Removing the wet hoodie, she let it drop to the floor. Her skin felt too thin, like her presence here was starting to unravel. A feeling she hadn't logged in the journal yet—a wrongness she didn't want to name.
Another match burned between her fingers. She watched it until it guttered out.
Not this time. No more flames. Not tonight.
Instead, she lit a candle—the smallest one she had. Just enough to push back the dark.
She picked up the notebook and reread the most recent entries. Each one tighter. Less legible. She traced the ink on the page from two nights ago:
"Memory holds the shape of what we destroy."
Her hand hovered above the page, unsure whether to underline it.
She left it untouched.
Then, in smaller letters beneath:
If Sarah ever sees this—will she recognize the handwriting?
⸻
In Sarah's room, the sketchbook now lay open again. She didn't remember picking it up. Her pencil moved in small circles on a blank page, slow and unthinking.
A shape emerged.
A match. Unlit.
Beside it, a pair of initials she didn't recognize.
"DG."
She blinked. Looked down at what she'd drawn. Her fingers tightened on the pencil.

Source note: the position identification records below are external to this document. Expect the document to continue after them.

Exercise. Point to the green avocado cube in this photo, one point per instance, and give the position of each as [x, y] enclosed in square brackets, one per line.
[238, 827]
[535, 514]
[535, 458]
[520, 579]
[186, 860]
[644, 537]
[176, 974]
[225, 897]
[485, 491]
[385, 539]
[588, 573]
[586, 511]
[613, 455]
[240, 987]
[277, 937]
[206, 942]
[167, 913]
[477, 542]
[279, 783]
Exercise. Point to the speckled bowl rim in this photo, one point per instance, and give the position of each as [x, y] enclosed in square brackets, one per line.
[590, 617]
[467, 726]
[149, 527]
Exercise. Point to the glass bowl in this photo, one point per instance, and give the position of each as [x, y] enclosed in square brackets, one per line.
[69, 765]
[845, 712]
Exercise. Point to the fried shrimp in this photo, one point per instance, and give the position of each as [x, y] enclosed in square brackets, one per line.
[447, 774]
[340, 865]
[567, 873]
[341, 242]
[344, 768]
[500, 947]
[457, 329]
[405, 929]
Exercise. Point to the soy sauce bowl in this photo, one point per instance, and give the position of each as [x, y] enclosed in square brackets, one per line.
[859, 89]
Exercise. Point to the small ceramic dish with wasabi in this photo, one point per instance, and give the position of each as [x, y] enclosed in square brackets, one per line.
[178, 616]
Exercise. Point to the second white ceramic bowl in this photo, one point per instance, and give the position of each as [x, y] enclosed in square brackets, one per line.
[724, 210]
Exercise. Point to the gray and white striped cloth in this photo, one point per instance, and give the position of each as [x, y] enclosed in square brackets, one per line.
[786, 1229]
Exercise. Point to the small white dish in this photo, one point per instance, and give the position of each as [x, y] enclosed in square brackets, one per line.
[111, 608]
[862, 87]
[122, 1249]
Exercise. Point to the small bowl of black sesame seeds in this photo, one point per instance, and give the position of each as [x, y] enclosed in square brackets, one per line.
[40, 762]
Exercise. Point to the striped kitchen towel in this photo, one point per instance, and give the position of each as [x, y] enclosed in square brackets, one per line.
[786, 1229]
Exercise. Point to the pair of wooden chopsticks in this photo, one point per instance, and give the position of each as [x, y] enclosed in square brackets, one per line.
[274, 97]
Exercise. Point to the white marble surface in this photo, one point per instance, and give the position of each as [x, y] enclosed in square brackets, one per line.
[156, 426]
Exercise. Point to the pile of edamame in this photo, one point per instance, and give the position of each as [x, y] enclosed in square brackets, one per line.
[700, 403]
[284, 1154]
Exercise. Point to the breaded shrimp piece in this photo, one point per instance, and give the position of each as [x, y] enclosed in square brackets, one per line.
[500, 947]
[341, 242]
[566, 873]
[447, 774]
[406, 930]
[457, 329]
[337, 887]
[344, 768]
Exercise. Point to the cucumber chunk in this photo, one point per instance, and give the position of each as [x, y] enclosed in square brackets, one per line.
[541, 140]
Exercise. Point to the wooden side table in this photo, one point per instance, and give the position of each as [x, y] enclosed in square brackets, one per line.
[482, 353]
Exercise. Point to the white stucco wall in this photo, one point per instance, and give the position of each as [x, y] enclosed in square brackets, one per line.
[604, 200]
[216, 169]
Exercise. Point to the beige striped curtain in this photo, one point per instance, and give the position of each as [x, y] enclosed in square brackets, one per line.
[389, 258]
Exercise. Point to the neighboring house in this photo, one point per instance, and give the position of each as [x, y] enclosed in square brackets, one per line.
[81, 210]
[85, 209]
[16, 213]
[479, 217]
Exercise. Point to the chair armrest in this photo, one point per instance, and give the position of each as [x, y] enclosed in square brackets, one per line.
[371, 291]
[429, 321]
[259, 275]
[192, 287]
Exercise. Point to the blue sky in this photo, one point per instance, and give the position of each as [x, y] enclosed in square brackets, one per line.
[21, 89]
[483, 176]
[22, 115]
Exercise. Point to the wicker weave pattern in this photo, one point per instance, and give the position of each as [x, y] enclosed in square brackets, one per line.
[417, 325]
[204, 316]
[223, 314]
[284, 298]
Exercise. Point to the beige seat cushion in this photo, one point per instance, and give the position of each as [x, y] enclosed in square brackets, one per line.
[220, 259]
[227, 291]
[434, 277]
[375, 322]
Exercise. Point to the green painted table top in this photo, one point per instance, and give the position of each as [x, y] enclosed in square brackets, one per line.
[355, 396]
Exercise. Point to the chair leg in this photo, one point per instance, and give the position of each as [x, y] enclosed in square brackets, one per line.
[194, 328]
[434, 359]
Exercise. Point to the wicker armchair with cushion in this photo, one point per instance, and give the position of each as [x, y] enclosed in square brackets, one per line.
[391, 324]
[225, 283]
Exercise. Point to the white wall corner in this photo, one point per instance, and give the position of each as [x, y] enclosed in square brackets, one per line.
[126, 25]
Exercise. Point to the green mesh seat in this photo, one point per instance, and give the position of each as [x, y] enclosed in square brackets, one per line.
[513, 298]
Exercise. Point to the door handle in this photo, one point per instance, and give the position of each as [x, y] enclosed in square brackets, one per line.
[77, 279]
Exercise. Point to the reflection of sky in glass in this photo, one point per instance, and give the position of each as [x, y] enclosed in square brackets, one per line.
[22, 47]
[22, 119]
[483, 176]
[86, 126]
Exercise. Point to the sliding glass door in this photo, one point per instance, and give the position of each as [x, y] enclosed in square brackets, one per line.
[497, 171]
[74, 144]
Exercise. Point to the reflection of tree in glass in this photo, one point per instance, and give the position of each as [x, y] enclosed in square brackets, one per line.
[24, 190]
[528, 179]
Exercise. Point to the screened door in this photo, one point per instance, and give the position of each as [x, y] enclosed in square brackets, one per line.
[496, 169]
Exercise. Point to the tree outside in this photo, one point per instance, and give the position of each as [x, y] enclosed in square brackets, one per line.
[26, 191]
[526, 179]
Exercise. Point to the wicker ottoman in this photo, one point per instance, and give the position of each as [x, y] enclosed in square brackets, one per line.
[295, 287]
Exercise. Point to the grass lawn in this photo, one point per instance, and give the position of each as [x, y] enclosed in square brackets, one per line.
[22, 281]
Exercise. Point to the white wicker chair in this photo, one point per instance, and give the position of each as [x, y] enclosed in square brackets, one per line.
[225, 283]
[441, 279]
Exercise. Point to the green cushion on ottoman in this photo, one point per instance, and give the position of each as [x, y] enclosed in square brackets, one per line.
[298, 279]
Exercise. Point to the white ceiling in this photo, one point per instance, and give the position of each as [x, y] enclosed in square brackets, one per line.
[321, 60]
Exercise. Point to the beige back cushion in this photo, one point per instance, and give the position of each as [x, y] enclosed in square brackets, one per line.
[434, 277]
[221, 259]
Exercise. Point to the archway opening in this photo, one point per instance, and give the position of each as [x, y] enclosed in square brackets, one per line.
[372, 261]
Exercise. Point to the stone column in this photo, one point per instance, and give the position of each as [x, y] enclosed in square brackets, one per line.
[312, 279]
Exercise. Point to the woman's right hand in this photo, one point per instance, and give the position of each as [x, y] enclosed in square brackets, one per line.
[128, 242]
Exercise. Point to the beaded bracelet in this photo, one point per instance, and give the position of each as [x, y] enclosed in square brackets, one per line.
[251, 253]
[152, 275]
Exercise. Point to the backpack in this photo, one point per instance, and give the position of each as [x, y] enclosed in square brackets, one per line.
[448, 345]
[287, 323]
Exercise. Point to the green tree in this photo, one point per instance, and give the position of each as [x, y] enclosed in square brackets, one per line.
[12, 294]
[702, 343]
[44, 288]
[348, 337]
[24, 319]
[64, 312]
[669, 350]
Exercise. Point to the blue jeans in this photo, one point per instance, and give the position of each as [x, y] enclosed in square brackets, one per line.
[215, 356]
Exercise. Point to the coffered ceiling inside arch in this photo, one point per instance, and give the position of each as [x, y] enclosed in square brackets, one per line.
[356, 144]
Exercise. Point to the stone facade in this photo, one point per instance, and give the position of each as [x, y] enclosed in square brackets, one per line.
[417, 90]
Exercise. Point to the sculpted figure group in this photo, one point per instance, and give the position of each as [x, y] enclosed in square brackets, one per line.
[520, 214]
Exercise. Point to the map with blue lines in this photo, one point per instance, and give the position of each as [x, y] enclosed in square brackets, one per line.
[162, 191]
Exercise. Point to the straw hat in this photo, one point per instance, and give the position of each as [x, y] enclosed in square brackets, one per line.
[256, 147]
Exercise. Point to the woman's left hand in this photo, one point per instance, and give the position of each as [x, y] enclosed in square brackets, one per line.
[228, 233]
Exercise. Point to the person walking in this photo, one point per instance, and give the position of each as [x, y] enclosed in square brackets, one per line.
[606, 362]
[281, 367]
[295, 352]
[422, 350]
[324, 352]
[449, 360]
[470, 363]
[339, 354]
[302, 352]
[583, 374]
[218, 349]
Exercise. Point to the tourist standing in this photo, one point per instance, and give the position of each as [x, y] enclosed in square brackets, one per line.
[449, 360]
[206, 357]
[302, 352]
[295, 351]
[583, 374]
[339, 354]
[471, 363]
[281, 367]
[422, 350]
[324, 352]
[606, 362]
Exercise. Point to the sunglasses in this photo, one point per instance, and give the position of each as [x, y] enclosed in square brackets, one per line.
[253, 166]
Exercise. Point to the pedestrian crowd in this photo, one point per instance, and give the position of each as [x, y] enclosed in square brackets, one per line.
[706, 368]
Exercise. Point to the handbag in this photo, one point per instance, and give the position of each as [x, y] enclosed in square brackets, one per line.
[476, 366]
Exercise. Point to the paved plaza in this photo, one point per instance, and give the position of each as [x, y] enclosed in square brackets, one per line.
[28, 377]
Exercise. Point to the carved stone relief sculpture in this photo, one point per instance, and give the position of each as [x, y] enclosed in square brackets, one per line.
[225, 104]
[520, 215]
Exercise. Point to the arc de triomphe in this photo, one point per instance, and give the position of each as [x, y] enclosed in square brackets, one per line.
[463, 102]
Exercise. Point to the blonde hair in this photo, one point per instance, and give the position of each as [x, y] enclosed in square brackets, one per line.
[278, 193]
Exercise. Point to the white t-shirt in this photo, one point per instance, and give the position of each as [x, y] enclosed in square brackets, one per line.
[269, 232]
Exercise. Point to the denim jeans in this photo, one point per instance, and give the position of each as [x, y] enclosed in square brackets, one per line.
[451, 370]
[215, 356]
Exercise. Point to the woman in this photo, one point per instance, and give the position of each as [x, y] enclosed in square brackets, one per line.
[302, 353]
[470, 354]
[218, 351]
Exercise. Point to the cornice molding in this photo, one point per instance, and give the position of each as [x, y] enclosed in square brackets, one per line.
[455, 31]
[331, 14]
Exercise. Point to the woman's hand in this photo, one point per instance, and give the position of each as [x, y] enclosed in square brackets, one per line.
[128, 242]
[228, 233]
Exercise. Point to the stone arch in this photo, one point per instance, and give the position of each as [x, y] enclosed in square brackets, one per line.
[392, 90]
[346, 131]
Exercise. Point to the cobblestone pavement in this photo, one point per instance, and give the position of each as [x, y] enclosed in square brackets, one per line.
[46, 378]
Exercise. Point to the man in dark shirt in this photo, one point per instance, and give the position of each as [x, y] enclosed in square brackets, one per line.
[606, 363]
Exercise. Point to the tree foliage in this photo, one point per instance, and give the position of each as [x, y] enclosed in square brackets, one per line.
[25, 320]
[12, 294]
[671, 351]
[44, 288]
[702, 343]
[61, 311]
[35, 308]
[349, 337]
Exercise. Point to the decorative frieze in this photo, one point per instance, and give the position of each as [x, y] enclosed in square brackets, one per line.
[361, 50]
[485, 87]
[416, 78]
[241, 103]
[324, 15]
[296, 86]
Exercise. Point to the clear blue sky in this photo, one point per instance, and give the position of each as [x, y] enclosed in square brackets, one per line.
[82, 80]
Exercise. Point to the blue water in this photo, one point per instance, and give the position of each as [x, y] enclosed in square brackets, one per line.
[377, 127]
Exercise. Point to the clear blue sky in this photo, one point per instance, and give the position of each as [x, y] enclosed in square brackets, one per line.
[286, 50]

She closed the book again.
And this time, she placed it under her pillow.
She didn't know why.
⸻
The next morning, the rain had stopped, but the scent of smoke lingered. Mia stood outside the alley again, this time just watching the bricks. The scorch mark had spread slightly up the bin's rim. No sign of interference.
But on the opposite wall, someone had scratched three letters into the damp brick.
No one ever saw her leave them.
She stared at the marks, her throat dry. The chalky scrawl looked old—older than last night.
Or maybe it had always been there.
She wrote in her notebook:
"Not all traces vanish. Not all signs are left by us."
She didn't light another match.
She didn't need to.
She walked away, coat trailing behind her like a shadow separating from its source.